Na het afscheid kwamen wij weder in de nieuwe wijk, maar het station lieten wij ter zijde liggen. De weg naar Zout-Leeuw, een groot uur gaans, kon ook te voet worden afgelegd en zou ons dan weder eens een kijk geven op het Belgische landschap. De winst was intusschen niet groot. De stoffige kasseiweg was slecht geplaveid en over groote afstanden zoo diep ingesneden, dat wij op de bermen moesten klimmen om iets van de omgeving te zien. Rechts stuitte de blik dan tegen begroeide heuvels; naar het zuiden toe was het een wijde vlakte en daar verderop lag een der groote Belgische slagvelden: Neerwinden en Landen. Wij kwamen van Limburg in Brabant.
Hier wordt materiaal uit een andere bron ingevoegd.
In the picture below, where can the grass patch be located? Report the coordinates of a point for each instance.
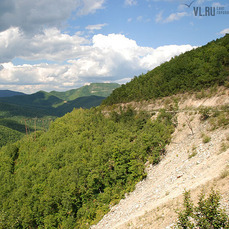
(206, 138)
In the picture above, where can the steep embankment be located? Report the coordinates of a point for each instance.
(196, 158)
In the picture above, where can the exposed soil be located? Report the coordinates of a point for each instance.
(189, 164)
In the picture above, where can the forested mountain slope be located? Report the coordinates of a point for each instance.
(97, 89)
(72, 174)
(8, 93)
(192, 71)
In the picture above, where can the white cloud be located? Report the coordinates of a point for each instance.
(175, 17)
(130, 2)
(108, 58)
(172, 17)
(90, 6)
(31, 16)
(91, 28)
(51, 45)
(223, 32)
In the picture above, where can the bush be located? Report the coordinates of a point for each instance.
(206, 215)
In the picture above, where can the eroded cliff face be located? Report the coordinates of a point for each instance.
(197, 158)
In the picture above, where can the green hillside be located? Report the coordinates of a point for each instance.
(40, 99)
(98, 89)
(8, 135)
(67, 177)
(70, 175)
(192, 71)
(8, 93)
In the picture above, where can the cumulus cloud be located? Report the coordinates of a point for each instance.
(225, 31)
(35, 15)
(130, 2)
(51, 45)
(107, 58)
(90, 6)
(172, 17)
(92, 28)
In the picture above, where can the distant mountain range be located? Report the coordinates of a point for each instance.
(54, 103)
(9, 93)
(98, 89)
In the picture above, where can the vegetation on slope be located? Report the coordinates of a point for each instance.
(207, 214)
(69, 176)
(8, 135)
(8, 93)
(192, 71)
(98, 89)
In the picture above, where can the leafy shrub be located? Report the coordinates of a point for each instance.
(206, 215)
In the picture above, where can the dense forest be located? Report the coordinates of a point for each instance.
(69, 175)
(192, 71)
(27, 113)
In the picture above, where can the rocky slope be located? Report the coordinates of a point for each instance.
(197, 158)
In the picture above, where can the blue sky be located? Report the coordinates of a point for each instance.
(64, 44)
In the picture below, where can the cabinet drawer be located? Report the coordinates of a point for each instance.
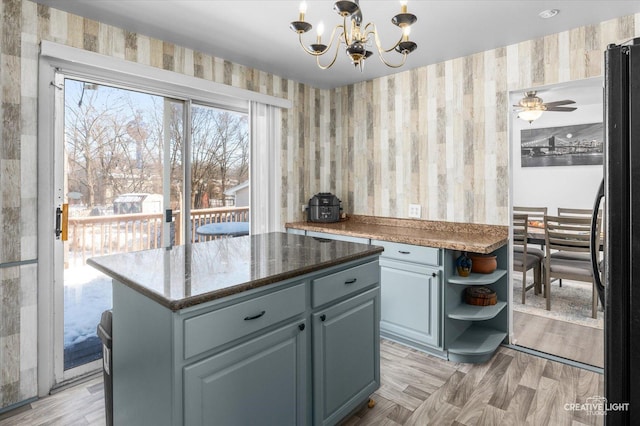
(343, 283)
(216, 328)
(409, 253)
(338, 237)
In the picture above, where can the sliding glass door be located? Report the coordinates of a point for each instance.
(120, 186)
(118, 178)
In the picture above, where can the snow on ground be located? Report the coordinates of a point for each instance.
(87, 293)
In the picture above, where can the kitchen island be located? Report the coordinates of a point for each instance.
(422, 295)
(264, 329)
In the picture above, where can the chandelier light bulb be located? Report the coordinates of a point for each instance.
(406, 32)
(303, 10)
(530, 115)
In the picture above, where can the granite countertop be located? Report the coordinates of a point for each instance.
(475, 238)
(184, 276)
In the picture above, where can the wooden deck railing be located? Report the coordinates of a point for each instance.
(102, 235)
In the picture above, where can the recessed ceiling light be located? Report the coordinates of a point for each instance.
(549, 13)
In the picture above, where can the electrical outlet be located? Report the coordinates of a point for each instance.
(415, 211)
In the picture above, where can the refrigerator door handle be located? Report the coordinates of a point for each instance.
(595, 244)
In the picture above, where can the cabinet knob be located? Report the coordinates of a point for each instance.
(256, 316)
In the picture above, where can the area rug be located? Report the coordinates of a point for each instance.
(571, 302)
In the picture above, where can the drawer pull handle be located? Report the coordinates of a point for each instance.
(256, 316)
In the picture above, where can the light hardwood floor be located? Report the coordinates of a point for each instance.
(564, 339)
(513, 388)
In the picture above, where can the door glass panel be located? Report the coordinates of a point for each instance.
(122, 170)
(219, 173)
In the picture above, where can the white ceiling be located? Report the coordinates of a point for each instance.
(257, 34)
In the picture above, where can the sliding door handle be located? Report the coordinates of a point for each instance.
(62, 222)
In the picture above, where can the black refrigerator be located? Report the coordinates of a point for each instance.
(621, 273)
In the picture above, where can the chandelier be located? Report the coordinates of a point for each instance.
(356, 36)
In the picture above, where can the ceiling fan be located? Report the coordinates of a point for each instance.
(531, 106)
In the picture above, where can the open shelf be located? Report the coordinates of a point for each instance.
(476, 313)
(476, 344)
(478, 279)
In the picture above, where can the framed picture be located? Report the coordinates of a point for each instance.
(577, 145)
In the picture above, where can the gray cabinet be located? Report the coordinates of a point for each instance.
(261, 381)
(411, 302)
(411, 295)
(346, 350)
(264, 356)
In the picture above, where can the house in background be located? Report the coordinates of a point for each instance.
(238, 195)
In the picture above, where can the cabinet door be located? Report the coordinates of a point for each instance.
(346, 356)
(262, 381)
(411, 303)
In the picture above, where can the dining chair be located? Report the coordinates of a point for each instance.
(536, 214)
(573, 212)
(567, 236)
(535, 219)
(523, 261)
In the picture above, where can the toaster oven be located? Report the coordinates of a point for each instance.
(324, 207)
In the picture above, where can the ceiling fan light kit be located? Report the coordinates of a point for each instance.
(531, 107)
(355, 36)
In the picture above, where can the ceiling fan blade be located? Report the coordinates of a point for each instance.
(564, 109)
(558, 103)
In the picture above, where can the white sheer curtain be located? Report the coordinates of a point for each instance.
(266, 170)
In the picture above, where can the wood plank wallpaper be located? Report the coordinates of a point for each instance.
(438, 135)
(435, 135)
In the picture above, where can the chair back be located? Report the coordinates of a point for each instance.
(567, 233)
(565, 211)
(536, 214)
(520, 230)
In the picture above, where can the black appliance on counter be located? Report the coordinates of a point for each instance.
(622, 233)
(324, 207)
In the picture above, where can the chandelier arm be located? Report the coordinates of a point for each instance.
(345, 33)
(314, 53)
(377, 39)
(324, 67)
(309, 51)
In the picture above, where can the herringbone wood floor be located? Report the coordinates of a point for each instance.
(513, 388)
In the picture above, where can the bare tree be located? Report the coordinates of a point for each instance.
(115, 144)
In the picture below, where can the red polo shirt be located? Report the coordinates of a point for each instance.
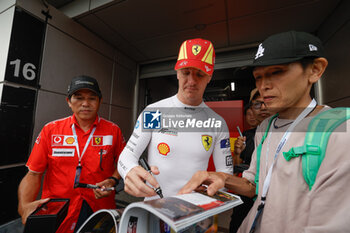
(55, 152)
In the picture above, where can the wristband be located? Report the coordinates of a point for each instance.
(115, 180)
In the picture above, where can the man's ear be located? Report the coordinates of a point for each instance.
(68, 101)
(317, 69)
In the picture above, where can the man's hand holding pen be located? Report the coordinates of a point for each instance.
(135, 182)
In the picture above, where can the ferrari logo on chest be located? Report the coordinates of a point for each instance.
(97, 140)
(207, 141)
(196, 49)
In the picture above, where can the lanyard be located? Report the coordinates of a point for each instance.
(282, 142)
(80, 156)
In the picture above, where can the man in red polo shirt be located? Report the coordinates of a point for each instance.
(80, 149)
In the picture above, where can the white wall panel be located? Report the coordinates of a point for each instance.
(6, 20)
(123, 87)
(335, 83)
(123, 118)
(65, 57)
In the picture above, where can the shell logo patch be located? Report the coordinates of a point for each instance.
(97, 140)
(207, 141)
(196, 49)
(163, 148)
(70, 140)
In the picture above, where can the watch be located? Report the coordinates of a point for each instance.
(115, 180)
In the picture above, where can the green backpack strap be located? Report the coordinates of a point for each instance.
(258, 153)
(316, 140)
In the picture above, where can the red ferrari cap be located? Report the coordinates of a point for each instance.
(197, 53)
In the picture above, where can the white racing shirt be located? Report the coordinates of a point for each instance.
(181, 142)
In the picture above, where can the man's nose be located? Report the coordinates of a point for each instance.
(192, 79)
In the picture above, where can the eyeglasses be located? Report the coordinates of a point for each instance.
(257, 105)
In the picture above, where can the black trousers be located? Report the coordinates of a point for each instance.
(84, 214)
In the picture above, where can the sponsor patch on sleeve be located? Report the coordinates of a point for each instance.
(63, 140)
(225, 143)
(106, 140)
(229, 160)
(63, 152)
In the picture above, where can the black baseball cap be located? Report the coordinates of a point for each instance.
(287, 47)
(84, 82)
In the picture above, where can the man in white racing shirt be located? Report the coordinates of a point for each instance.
(181, 132)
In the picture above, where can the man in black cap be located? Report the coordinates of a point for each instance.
(73, 152)
(285, 67)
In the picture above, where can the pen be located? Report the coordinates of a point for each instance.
(240, 133)
(145, 165)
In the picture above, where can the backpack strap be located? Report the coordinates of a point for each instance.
(258, 153)
(316, 140)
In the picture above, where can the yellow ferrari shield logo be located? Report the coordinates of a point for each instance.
(196, 49)
(97, 140)
(207, 141)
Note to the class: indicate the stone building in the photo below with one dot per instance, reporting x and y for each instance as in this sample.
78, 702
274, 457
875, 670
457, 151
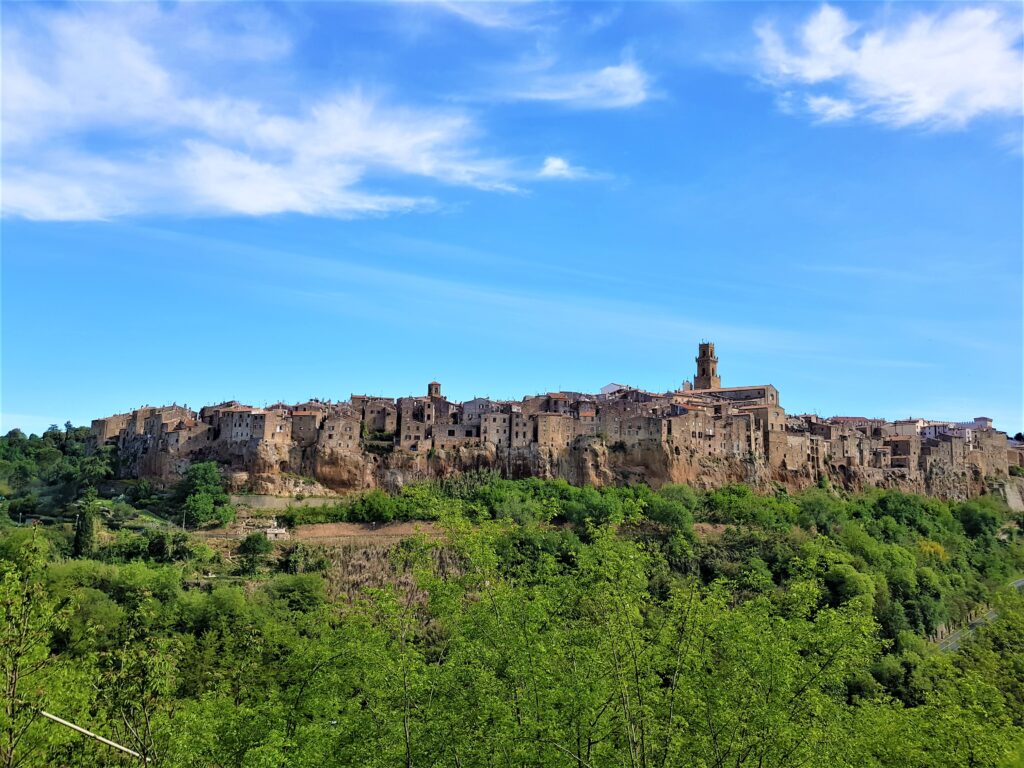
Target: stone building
685, 432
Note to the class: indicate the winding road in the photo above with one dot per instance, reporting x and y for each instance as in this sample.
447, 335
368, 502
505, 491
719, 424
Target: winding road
952, 641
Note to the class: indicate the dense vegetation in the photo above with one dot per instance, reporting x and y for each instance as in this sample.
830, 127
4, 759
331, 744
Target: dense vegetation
550, 626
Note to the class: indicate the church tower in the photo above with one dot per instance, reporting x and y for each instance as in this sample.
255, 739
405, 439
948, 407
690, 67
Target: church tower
707, 377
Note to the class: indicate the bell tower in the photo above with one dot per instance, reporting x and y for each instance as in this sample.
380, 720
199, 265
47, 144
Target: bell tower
707, 377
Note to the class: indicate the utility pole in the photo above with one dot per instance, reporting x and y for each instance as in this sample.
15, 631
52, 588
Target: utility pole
92, 735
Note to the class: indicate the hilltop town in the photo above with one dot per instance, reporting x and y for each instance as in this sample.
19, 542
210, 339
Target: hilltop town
702, 433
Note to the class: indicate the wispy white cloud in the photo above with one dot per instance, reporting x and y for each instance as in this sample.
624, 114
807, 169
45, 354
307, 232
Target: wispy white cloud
170, 143
611, 87
938, 70
559, 168
501, 15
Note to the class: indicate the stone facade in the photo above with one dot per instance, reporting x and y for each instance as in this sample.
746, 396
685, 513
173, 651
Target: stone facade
705, 434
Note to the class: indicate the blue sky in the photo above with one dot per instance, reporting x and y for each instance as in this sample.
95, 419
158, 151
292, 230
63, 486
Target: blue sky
209, 202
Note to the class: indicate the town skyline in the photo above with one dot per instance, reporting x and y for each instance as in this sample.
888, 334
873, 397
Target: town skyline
266, 201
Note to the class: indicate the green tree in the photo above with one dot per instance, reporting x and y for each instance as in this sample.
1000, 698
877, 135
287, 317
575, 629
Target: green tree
85, 531
254, 549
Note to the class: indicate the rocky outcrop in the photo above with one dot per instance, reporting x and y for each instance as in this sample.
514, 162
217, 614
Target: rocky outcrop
278, 469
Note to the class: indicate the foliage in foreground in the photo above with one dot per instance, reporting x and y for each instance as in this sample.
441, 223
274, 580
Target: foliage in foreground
537, 649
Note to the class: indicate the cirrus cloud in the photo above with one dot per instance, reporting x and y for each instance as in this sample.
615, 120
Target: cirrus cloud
940, 70
102, 117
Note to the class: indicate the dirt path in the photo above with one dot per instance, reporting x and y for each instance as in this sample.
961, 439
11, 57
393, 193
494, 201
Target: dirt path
312, 531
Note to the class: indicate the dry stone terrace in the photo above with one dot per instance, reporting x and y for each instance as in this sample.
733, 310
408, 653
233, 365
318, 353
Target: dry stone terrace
705, 434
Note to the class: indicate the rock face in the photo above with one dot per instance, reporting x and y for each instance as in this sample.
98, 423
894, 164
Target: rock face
589, 462
334, 460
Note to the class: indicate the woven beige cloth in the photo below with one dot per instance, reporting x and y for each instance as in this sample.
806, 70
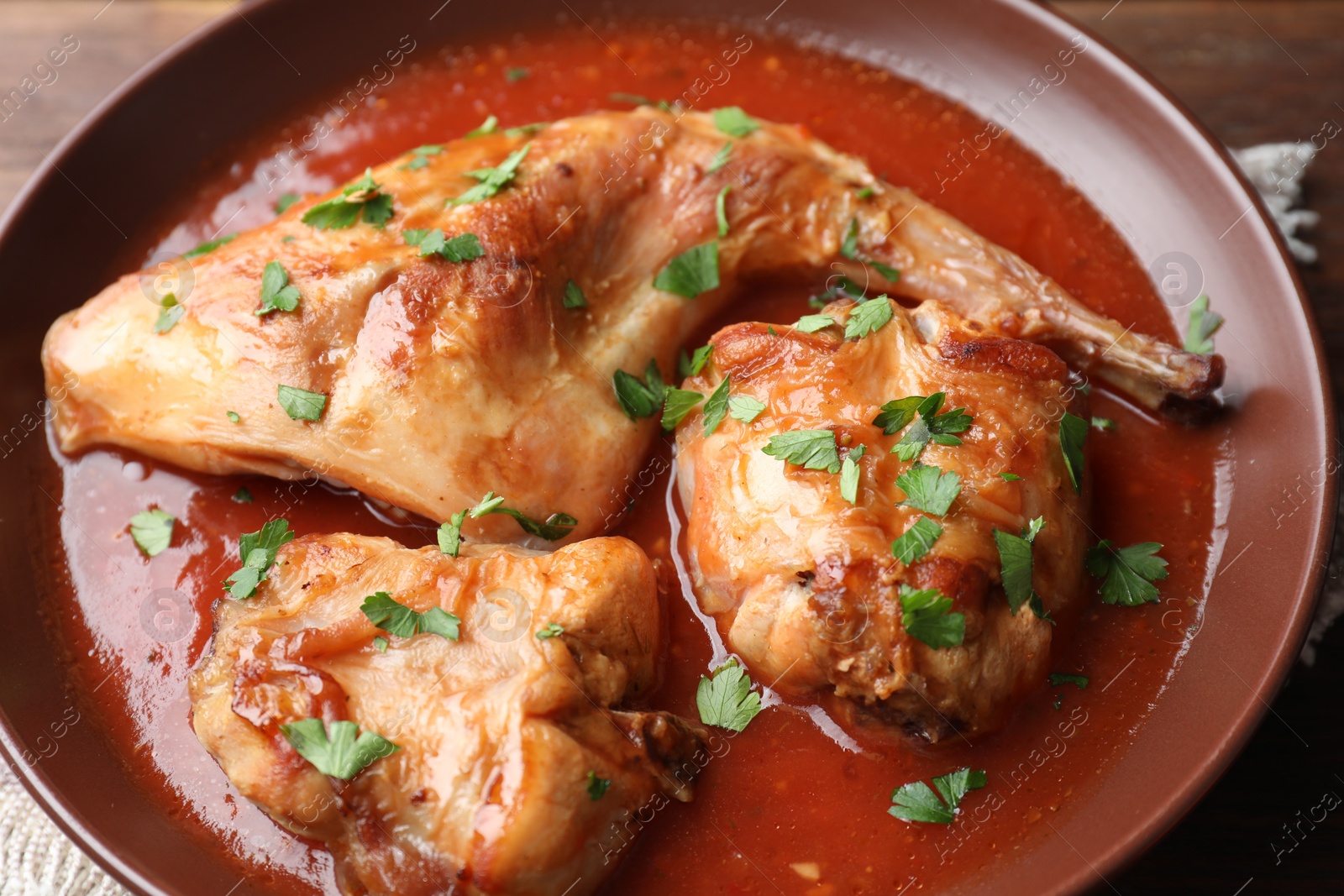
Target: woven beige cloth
38, 860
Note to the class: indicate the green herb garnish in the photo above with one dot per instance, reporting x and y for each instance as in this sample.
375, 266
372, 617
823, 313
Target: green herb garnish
929, 490
734, 123
302, 405
360, 199
726, 698
813, 322
152, 531
1203, 324
917, 540
336, 752
927, 616
492, 179
277, 293
745, 409
597, 786
1128, 574
691, 273
1073, 432
676, 405
810, 449
917, 802
716, 407
259, 553
398, 620
640, 398
1015, 567
575, 296
867, 317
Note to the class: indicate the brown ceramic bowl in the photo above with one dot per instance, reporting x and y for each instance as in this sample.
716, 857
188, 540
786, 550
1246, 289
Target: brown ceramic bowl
1140, 159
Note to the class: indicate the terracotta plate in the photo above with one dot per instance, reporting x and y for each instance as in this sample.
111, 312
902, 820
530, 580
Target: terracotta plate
1129, 148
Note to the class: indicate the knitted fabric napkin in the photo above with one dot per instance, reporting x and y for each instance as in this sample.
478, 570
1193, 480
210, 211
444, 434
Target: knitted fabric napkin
38, 860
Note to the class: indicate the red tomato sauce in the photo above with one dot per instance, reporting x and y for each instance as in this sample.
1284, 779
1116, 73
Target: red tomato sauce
785, 808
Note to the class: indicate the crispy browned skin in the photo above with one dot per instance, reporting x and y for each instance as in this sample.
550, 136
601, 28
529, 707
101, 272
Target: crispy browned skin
497, 731
804, 584
447, 380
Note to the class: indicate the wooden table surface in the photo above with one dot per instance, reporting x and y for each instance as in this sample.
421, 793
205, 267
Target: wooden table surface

Toen een klein dorpje, bestaande uit een kerk en een paar kroegen, achter ons lag, zagen we in de verte eenige dicht bijeengelegen torens, die ons de nadering van een stad aankondigden. Aanstonds bleken al die torens van éénzelfde kerk te zijn, maar van een kerk, die er wezen mocht. De St. Leonardus is niet alleen de glorie en het | |
[pagina 25]
| |
middelpunt van Zout-Leeuw, het is Zout-Leeuw zelf. Stel u voor de Bossche St. Janskerk of welke andere groote kerk van ons land ook, liggende in een huizengroep door nauwelijks twee duizend menschen bewoond. En nog twijfel ik of de kerk van den Bosch wel zoo groot is als de St. Leonardus.... Het is een machtig bouwwerk! Vol bewondering staan wij op het stille marktplein, waar ieder hoekje haast een feest voor de oogen is, maar telkens toch weer de blik getrokken wordt naar dien reuzentempel in het midden. Hoeveel geslachten hebben daar niet aan gebouwd en toch, welk eene harmonie ten slotte in het geheel. Wat voor een volk moet hier in de dertiende, veertiende eeuw gewoond hebben, dat een dergelijk bouwwerk... aandurfde niet alleen, maar ook volbracht, en zóó volbracht als wij het thans bewonderen! Een handje vol menschen heeft dat gedaan, want al is Leeuw achteruitgegaan, meer dan goed vier duizend bewoners heeft het ook in zijn besten tijd niet gehad en van subsidiën van hier en van daar was in dien tijd natuurlijk geen sprake. Eigen kracht heeft het voortgebracht en daar is een geloofsenthousiasme en een energie voor noodig geweest, die ons eerbied afdwingen. Zoo iets kennen wij thans niet meer. Is het wonder, dat wij vol verwachting gaan naspeuren, welke rol een stad, waar zulke factoren voorhanden waren, in 's lands geschiedenis heeft vervuld? Wij, menschen van het Noorden, weten betrekkelijk zoo weinig van hetgeen er in den bloeitijd van het Zuiden voorviel. En hoe zien wij daar toch al die buitengewone eigenschappen zich ontwikkelen, die eeuwen later de Noord-Nederlanders zouden maken tot de eersten in Europa. De opkomst der steden in Vlaanderen en Brabant, die moedige strijd der tot zelfbewustzijn komende poorterij tegen de overmacht van landsheer en heersch-zuchtige patriciërs, er zijn weinig episoden in de geschiedenis der Middeleeuwen, die leerzamer zijn voor het recht verstand der tijden die volgen.
zout-leeuw. de tabernakel.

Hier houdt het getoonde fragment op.